Saving a Piece of a Cargomaster, Flight Engineer Panel Restored
While rummaging through the storage areas of the Travis Heritage Center, I came across the flight engineer panel from a C-133 Cargomaster aircraft. The extra panel must have come from one of the C-133s that were scrapped and arrived with other spare parts when the last flyable C-133 made its last flight to Travis AFB in 2008.
The C-133 "Cargomaster" was built by the Douglas Aircraft Company and made its first flight on 23 April, 1956. Douglas designed the C-133 to meet the USAF's Logistic Carrier Support System requirements for transport of strategic missiles. Production ended in 1961 with only 35 C-133A's and 15 C-133B models. Its service life with the USAF lasted until the early 1970s until it was replaced by the C-5. Of the 50 Cargomasters produced, ten crashed (20%).

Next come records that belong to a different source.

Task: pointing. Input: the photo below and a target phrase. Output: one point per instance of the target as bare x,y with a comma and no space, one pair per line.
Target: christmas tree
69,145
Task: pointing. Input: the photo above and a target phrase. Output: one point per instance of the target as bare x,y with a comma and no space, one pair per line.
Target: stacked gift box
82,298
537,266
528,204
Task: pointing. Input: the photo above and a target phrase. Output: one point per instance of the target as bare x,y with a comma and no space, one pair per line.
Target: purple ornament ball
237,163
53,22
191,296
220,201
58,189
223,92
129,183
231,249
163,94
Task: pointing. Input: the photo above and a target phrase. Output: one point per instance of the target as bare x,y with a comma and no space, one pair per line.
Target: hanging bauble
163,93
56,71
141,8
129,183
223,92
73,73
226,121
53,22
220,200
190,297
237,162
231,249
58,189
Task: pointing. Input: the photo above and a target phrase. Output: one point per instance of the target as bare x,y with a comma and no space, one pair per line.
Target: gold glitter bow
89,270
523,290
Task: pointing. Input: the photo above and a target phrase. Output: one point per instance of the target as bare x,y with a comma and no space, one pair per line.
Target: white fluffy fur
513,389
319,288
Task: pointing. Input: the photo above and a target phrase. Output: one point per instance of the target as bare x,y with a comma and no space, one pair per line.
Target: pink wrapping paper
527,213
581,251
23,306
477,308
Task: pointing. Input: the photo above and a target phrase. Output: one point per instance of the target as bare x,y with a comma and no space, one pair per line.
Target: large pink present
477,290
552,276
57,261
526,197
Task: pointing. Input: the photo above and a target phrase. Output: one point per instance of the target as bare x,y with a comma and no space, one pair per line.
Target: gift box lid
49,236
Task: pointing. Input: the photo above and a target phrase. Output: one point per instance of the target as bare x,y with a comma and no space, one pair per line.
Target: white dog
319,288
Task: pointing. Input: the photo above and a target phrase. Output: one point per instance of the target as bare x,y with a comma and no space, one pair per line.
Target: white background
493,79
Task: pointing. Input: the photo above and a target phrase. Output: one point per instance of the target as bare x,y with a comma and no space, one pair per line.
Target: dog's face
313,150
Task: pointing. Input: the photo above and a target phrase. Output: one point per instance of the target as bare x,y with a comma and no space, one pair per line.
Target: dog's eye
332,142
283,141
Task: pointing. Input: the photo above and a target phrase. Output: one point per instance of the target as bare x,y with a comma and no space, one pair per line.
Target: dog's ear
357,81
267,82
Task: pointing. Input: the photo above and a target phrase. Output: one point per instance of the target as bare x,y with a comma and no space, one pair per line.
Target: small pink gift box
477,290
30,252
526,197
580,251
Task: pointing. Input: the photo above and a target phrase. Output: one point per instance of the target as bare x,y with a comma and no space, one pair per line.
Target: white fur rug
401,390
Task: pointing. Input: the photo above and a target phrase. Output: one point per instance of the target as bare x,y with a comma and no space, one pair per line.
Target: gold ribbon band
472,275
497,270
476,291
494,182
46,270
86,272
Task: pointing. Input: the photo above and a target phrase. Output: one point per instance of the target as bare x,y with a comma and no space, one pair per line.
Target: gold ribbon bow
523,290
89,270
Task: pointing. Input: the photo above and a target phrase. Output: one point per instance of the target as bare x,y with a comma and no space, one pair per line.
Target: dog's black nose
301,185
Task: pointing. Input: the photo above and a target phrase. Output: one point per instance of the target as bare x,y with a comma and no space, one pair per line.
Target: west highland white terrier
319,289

The C-133 flight engineer's control panel was very complicated with numerous gauges and switches required for the four engine turo-prop and its cargo deck management. The panel was missing numerous switches, lights, hardware and instruments. Another volunteer at the museum built the wood box for it. The panel required a month to disassembly, paint and rebuild. One of the hardest things was finding all the missing hardware and parts. There are lots of little things in the panel that required attention to detail. It was a labor of love bringing the panel back it its original condition.
The restored panel is now mounted to a wall inside the Travis Heritage Center in the Flight Engineer Display area. The flight engineer panel display is dedicated to all the flight engineers who were crucial to mission success.
Aviation Archaeology can be about finding aviation artifacts long forgotten in storage and bringing them back to life for all to see and enjoy.
P.S. I will continue to try and identify which aircraft the panel is from after publication of this article.